A small girl is sent to live with foster parents on a farm in rural Ireland, without knowing when she will return home. In the strangers’ house, she finds a warmth and affection she has not known before and slowly begins to blossom in their care. And then a secret is revealed and suddenly, she realizes how fragile her idyll is.
Publisher: Faber & Faber
Pages: 89
Rating: 2 Stars
Source: Borrowed
Given to me by my English teacher, on the recommendation that it won some book prize worth 100,000 euro or something. The rating is especially subjective with this one.
In Short: A prizewinner that I just didn't 'get'. At least, I assume so.
thoughts:
There isn't an awful lot to say. Foster is written from the POV of a child, so Keegan has an excuse to do that thing literary writers love to do, as in write in a painfully innocent, astute way. I do it too, sometimes. But I'm convinced no kid is actually like that, it just looks impressive in a novel (and reads beautifully, yes).
Keegan is very good at painting pictures using few words (and she'd want to be - the book is under 100 pages). She also captures rural Irish accents very well, though they're really rural, i.e. "bogger" accents, and I'm afraid outsiders (mainly Americans) will think all Irish people speak like that. I like the sense of love she communicates between the Kinsellas and the child (who is never named, as far as I can remember). You do see the relationship dynamics clearly, and the author chooses her words well (unlike me).

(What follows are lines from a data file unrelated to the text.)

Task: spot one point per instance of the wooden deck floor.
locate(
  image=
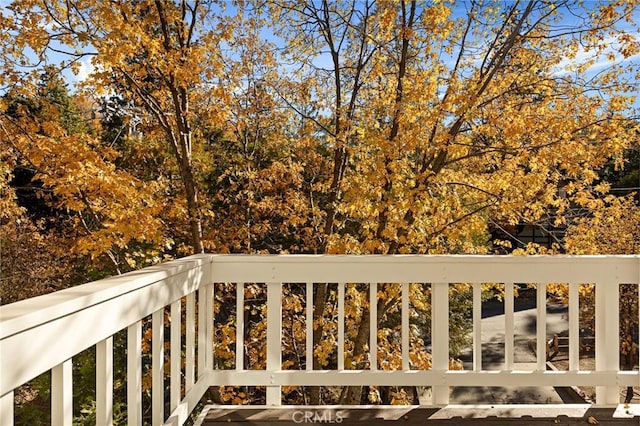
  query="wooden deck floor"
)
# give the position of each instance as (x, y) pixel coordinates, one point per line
(412, 416)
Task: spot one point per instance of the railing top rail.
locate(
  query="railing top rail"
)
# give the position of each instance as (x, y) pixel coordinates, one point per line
(426, 268)
(328, 268)
(29, 313)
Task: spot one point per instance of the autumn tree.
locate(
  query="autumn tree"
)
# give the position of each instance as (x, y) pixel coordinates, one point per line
(164, 56)
(438, 119)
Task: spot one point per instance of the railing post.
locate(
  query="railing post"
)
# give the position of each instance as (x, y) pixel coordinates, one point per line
(209, 360)
(309, 324)
(607, 338)
(157, 367)
(406, 338)
(508, 326)
(62, 394)
(240, 326)
(373, 326)
(274, 338)
(440, 337)
(190, 343)
(6, 409)
(541, 326)
(134, 374)
(574, 327)
(104, 382)
(176, 354)
(477, 326)
(205, 330)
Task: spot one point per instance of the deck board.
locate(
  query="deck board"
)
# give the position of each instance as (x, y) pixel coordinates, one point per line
(412, 416)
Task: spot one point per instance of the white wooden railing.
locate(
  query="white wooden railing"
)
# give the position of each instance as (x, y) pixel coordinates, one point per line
(45, 333)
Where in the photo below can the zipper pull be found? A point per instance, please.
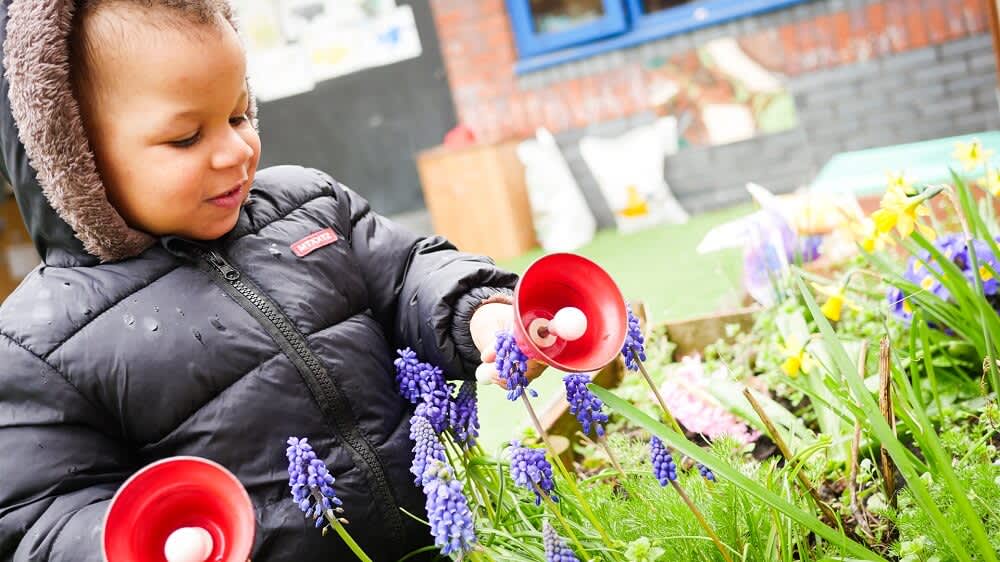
(220, 263)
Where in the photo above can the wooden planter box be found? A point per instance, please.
(477, 198)
(691, 335)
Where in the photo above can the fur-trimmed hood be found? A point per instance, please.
(44, 146)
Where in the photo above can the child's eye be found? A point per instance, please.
(185, 143)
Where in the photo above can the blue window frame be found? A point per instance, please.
(531, 41)
(624, 24)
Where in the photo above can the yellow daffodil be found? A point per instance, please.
(971, 154)
(901, 211)
(899, 181)
(991, 181)
(870, 238)
(836, 298)
(795, 357)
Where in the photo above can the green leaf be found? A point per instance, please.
(724, 470)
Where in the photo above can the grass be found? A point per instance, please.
(658, 266)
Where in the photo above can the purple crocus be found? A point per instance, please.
(448, 511)
(583, 404)
(310, 481)
(530, 470)
(465, 414)
(512, 364)
(664, 468)
(633, 341)
(556, 549)
(427, 449)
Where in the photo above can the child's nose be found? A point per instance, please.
(232, 151)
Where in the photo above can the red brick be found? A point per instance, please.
(977, 16)
(861, 41)
(937, 24)
(826, 41)
(895, 22)
(916, 26)
(841, 23)
(953, 14)
(789, 37)
(878, 32)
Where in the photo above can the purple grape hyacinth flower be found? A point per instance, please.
(556, 549)
(423, 384)
(448, 512)
(512, 364)
(408, 374)
(583, 404)
(465, 415)
(664, 468)
(706, 472)
(633, 340)
(530, 470)
(427, 449)
(307, 477)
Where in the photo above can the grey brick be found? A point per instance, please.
(982, 62)
(950, 106)
(972, 83)
(919, 95)
(862, 105)
(974, 43)
(977, 121)
(825, 96)
(986, 99)
(941, 72)
(817, 115)
(907, 61)
(891, 116)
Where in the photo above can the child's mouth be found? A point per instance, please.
(230, 199)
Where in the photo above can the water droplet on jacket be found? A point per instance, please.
(217, 324)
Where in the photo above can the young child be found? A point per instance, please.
(191, 305)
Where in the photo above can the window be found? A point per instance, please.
(549, 32)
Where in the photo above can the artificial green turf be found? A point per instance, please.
(658, 266)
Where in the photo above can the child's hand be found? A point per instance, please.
(487, 321)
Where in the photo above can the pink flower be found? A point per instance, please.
(696, 409)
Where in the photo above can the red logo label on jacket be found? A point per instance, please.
(314, 241)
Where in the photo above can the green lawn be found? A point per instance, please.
(658, 266)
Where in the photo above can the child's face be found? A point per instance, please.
(166, 115)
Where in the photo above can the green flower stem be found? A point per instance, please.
(701, 521)
(555, 511)
(656, 391)
(331, 518)
(557, 461)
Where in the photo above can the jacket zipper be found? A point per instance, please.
(324, 390)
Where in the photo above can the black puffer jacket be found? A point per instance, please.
(220, 350)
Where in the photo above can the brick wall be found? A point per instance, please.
(864, 73)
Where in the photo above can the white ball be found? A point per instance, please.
(188, 544)
(569, 323)
(484, 374)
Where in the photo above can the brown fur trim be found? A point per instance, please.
(36, 56)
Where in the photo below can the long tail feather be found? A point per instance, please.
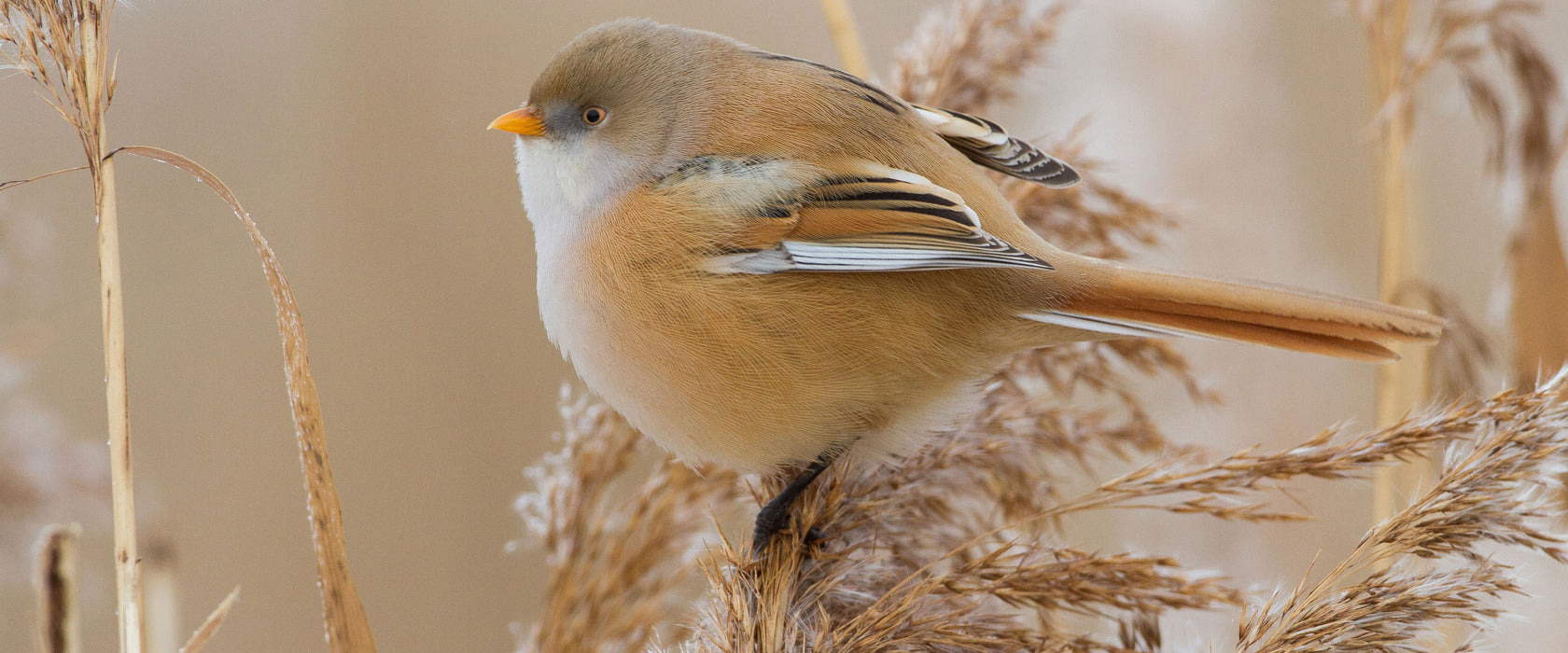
(1134, 301)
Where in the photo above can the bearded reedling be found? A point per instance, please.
(761, 260)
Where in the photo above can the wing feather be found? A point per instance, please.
(988, 145)
(857, 218)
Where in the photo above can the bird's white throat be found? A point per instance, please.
(565, 188)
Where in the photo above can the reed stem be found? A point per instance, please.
(127, 564)
(1399, 385)
(846, 38)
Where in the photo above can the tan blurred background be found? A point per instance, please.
(355, 135)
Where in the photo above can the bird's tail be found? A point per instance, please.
(1148, 302)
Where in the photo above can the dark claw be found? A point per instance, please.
(775, 514)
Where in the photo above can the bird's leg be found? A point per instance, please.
(775, 514)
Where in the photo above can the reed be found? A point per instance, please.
(62, 46)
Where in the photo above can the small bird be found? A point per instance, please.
(767, 262)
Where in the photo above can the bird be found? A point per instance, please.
(769, 263)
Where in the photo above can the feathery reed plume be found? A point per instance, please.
(617, 564)
(966, 57)
(1528, 147)
(343, 616)
(55, 618)
(60, 44)
(1490, 492)
(1464, 360)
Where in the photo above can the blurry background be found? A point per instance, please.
(355, 133)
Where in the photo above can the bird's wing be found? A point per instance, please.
(988, 145)
(857, 216)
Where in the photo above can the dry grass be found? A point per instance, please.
(1494, 489)
(617, 561)
(62, 46)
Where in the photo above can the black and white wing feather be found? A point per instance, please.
(988, 145)
(857, 218)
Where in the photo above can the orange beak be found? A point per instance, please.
(523, 122)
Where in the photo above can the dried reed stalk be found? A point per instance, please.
(1399, 385)
(161, 590)
(209, 627)
(55, 618)
(347, 627)
(62, 46)
(846, 39)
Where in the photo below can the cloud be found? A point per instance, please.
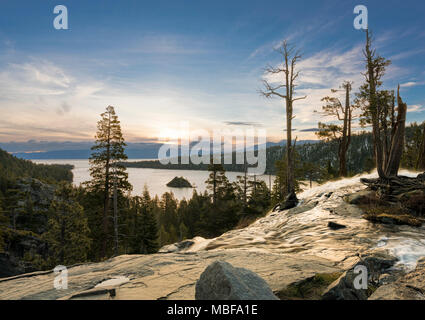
(309, 130)
(242, 123)
(415, 108)
(411, 84)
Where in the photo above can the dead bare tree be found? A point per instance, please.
(342, 133)
(421, 159)
(380, 111)
(282, 84)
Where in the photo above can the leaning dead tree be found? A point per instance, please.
(341, 133)
(281, 83)
(421, 159)
(388, 129)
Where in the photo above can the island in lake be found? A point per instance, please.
(179, 182)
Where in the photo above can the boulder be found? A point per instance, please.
(291, 201)
(222, 281)
(343, 288)
(177, 247)
(360, 197)
(335, 226)
(408, 287)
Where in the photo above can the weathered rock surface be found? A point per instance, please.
(221, 281)
(283, 248)
(408, 287)
(344, 288)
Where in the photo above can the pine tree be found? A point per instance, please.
(421, 158)
(106, 169)
(68, 232)
(218, 183)
(145, 239)
(340, 133)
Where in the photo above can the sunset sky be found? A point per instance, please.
(162, 62)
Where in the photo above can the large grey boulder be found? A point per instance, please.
(408, 287)
(376, 263)
(222, 281)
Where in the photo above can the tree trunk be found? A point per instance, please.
(106, 195)
(397, 141)
(421, 159)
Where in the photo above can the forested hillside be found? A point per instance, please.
(26, 191)
(12, 168)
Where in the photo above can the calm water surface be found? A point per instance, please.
(155, 179)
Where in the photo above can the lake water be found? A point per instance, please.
(155, 179)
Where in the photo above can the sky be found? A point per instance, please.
(160, 63)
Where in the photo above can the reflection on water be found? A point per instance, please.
(155, 179)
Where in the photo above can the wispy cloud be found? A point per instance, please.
(415, 108)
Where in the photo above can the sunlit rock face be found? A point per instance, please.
(284, 248)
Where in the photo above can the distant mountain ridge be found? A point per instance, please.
(35, 150)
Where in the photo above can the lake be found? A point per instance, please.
(155, 179)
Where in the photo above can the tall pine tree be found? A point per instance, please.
(68, 232)
(105, 168)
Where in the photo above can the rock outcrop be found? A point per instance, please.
(408, 287)
(222, 281)
(344, 288)
(294, 251)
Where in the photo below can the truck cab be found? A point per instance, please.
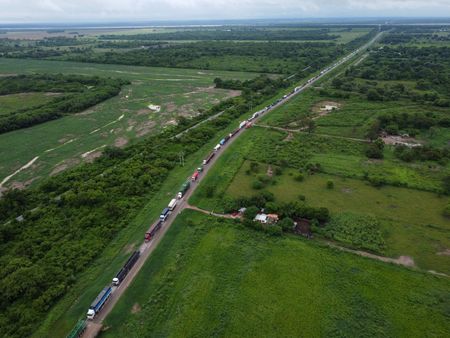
(164, 214)
(91, 314)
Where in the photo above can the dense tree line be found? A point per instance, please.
(81, 93)
(269, 57)
(233, 34)
(70, 218)
(61, 41)
(265, 57)
(427, 67)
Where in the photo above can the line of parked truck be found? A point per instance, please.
(106, 293)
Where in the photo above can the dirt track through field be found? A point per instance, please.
(94, 327)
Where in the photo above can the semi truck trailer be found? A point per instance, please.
(99, 302)
(184, 188)
(120, 276)
(208, 159)
(172, 204)
(149, 235)
(164, 214)
(78, 330)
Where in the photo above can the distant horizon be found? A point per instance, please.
(130, 23)
(101, 11)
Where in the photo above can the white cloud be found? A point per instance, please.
(90, 10)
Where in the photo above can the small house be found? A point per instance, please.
(272, 218)
(261, 218)
(303, 227)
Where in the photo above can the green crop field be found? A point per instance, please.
(12, 102)
(209, 277)
(63, 143)
(412, 221)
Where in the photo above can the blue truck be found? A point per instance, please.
(99, 302)
(164, 214)
(126, 268)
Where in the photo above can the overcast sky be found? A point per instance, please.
(128, 10)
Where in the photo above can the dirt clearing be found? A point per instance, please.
(136, 308)
(324, 107)
(120, 142)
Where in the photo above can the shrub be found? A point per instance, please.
(446, 211)
(273, 230)
(257, 185)
(250, 213)
(209, 191)
(361, 231)
(286, 224)
(254, 167)
(299, 177)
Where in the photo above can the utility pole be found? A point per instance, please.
(181, 157)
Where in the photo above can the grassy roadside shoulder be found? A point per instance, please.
(207, 274)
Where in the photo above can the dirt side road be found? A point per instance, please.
(94, 327)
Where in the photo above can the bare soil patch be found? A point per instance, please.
(401, 140)
(22, 185)
(65, 165)
(129, 248)
(145, 128)
(446, 252)
(120, 142)
(406, 261)
(92, 156)
(136, 308)
(170, 107)
(324, 107)
(289, 137)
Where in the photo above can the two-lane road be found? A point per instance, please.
(93, 327)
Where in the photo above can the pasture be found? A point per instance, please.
(210, 277)
(412, 221)
(63, 143)
(12, 102)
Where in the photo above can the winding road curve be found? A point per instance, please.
(94, 327)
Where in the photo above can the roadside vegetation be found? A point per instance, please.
(94, 202)
(222, 271)
(180, 95)
(379, 165)
(80, 93)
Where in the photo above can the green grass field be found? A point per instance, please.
(63, 316)
(13, 102)
(62, 143)
(412, 221)
(209, 277)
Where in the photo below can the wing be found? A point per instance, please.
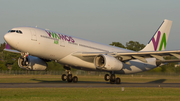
(125, 56)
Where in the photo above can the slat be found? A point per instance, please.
(140, 58)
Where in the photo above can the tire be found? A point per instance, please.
(69, 78)
(112, 78)
(75, 79)
(106, 77)
(63, 77)
(112, 82)
(118, 80)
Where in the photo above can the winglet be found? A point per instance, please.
(7, 46)
(159, 39)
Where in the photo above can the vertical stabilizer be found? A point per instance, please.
(159, 40)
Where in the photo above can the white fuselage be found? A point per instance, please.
(59, 47)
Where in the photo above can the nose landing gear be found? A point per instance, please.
(69, 76)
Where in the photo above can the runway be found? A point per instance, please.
(86, 84)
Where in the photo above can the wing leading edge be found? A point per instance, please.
(125, 56)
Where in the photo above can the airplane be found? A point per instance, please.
(37, 46)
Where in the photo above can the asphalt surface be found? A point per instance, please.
(86, 84)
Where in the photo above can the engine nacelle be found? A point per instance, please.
(32, 63)
(106, 62)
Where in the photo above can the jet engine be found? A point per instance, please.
(32, 63)
(106, 62)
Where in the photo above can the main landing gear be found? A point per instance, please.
(69, 76)
(112, 79)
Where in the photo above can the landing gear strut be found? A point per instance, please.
(112, 79)
(69, 76)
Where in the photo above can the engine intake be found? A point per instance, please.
(106, 62)
(32, 63)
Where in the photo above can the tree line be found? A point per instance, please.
(9, 60)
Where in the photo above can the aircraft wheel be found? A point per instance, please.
(112, 82)
(118, 80)
(64, 77)
(112, 78)
(75, 79)
(69, 78)
(106, 77)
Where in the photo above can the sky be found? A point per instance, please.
(103, 21)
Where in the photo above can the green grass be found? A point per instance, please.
(89, 94)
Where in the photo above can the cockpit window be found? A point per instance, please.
(17, 31)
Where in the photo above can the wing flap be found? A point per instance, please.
(125, 56)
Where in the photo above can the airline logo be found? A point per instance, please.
(156, 42)
(60, 37)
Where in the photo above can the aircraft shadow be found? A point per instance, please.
(98, 82)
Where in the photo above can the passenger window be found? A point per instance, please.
(12, 30)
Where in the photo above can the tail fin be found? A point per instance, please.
(159, 39)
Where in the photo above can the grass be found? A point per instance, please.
(89, 94)
(57, 78)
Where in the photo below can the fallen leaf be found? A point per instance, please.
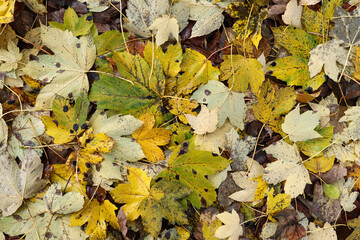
(97, 216)
(150, 138)
(232, 228)
(18, 184)
(205, 122)
(288, 167)
(300, 127)
(230, 105)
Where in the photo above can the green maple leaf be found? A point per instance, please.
(189, 166)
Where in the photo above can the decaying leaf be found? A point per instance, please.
(66, 70)
(48, 218)
(18, 184)
(288, 167)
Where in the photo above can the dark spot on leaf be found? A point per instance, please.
(203, 201)
(309, 89)
(17, 217)
(33, 57)
(48, 235)
(84, 126)
(56, 122)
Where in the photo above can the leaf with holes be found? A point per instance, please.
(91, 145)
(97, 216)
(69, 120)
(152, 203)
(18, 184)
(189, 166)
(47, 218)
(66, 70)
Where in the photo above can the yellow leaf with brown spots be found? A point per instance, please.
(150, 138)
(179, 107)
(91, 145)
(98, 216)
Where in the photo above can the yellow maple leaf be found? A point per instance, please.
(7, 11)
(98, 216)
(133, 192)
(150, 138)
(179, 107)
(320, 164)
(272, 105)
(357, 63)
(277, 203)
(67, 178)
(91, 145)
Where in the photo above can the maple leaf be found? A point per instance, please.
(242, 72)
(150, 138)
(152, 203)
(118, 127)
(288, 167)
(10, 58)
(246, 180)
(230, 104)
(67, 178)
(78, 26)
(232, 228)
(69, 120)
(169, 60)
(198, 70)
(47, 218)
(143, 92)
(204, 122)
(166, 26)
(91, 145)
(292, 14)
(189, 166)
(25, 128)
(277, 203)
(182, 107)
(327, 55)
(271, 106)
(300, 127)
(347, 25)
(97, 216)
(66, 70)
(18, 184)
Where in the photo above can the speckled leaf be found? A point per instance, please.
(188, 167)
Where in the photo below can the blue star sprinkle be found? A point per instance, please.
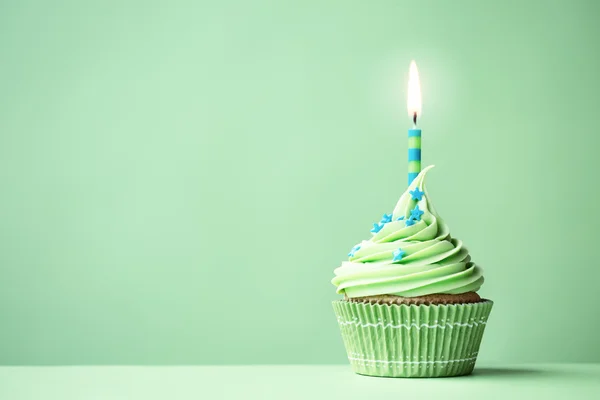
(386, 218)
(354, 250)
(416, 213)
(417, 194)
(398, 254)
(376, 227)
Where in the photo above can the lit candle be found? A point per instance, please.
(414, 134)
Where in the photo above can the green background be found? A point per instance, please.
(179, 179)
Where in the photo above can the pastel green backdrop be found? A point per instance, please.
(179, 179)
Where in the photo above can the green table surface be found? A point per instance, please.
(547, 381)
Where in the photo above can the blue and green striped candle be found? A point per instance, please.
(414, 154)
(414, 111)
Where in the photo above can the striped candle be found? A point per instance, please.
(414, 154)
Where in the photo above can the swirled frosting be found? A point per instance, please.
(410, 254)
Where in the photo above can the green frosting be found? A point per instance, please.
(432, 261)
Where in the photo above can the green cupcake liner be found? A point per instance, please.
(412, 341)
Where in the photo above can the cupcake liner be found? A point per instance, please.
(412, 341)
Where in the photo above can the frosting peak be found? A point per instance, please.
(410, 254)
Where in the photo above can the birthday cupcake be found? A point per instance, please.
(410, 306)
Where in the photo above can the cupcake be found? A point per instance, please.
(410, 306)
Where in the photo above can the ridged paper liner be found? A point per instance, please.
(412, 341)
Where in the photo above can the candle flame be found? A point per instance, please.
(414, 91)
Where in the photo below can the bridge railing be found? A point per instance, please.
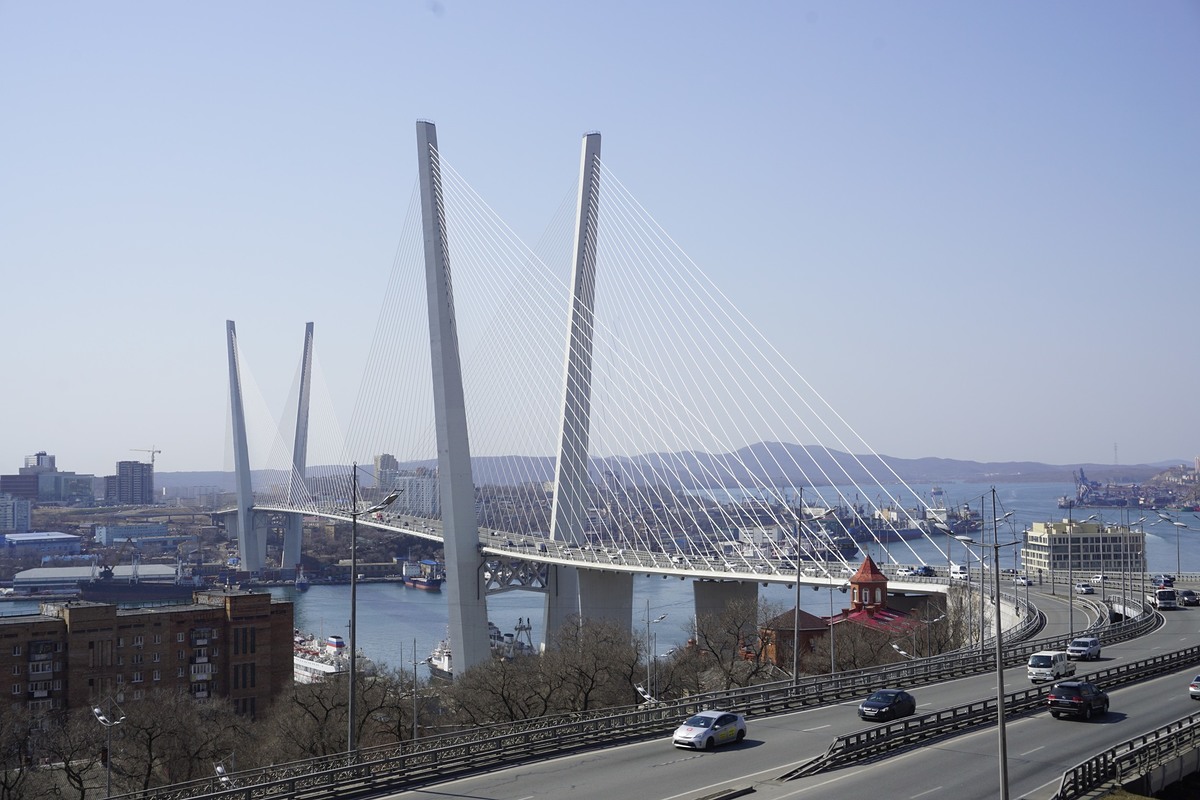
(910, 731)
(465, 752)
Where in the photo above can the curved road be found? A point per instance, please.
(964, 767)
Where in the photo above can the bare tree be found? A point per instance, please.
(75, 743)
(731, 645)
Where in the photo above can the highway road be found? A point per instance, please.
(964, 767)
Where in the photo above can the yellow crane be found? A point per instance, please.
(153, 451)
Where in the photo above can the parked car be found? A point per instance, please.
(708, 729)
(1077, 698)
(887, 704)
(1085, 648)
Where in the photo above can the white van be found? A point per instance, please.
(1049, 665)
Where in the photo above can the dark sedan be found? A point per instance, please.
(1077, 698)
(887, 704)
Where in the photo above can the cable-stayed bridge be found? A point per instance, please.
(599, 409)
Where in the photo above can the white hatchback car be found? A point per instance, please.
(708, 729)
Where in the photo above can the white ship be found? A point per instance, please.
(503, 645)
(315, 660)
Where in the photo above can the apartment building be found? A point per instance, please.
(232, 644)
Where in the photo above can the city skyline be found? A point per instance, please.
(994, 208)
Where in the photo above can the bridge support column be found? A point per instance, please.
(251, 548)
(292, 540)
(569, 512)
(467, 603)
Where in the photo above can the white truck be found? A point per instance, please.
(1049, 665)
(1163, 599)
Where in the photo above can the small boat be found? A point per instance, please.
(426, 575)
(503, 645)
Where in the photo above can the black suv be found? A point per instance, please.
(1077, 698)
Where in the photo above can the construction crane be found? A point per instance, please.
(153, 451)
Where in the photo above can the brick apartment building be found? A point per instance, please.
(76, 654)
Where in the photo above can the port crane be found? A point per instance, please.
(153, 452)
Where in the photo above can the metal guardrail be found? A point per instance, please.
(1132, 758)
(396, 767)
(904, 733)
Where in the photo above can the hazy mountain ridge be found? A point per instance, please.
(778, 464)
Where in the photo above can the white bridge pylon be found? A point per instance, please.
(612, 516)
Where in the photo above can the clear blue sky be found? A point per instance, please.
(975, 226)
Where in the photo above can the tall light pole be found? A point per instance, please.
(351, 727)
(833, 661)
(649, 644)
(109, 721)
(1000, 672)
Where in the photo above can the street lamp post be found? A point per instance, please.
(1002, 743)
(649, 643)
(351, 738)
(109, 721)
(833, 661)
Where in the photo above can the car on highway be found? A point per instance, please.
(1085, 648)
(1077, 698)
(708, 729)
(887, 704)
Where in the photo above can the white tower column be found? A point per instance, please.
(467, 605)
(568, 595)
(251, 547)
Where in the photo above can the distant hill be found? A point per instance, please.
(780, 464)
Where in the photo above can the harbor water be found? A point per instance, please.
(399, 625)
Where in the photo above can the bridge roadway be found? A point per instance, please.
(961, 767)
(539, 549)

The low rating is because I just didn't get it. There's something that happens in the middle that sounds like it'll start an adventure, or at least be a mystery to solve, but it's never mentioned again. There is no exciting plot, it's all just nicely-described mundanity. The ending is far too ambiguous for my tastes, and I left feeling unsatisfied.
I also felt misled by the blurb; the "secret" isn't that big, and certainly doesn't threaten her "fragile idyll". With the great description and use of language, I can see why English teachers would love it, but it didn't engage me in the slightest.
Another example of literary novels not being for me.
I'll probably reread it at some point; hopefully I'll see more then.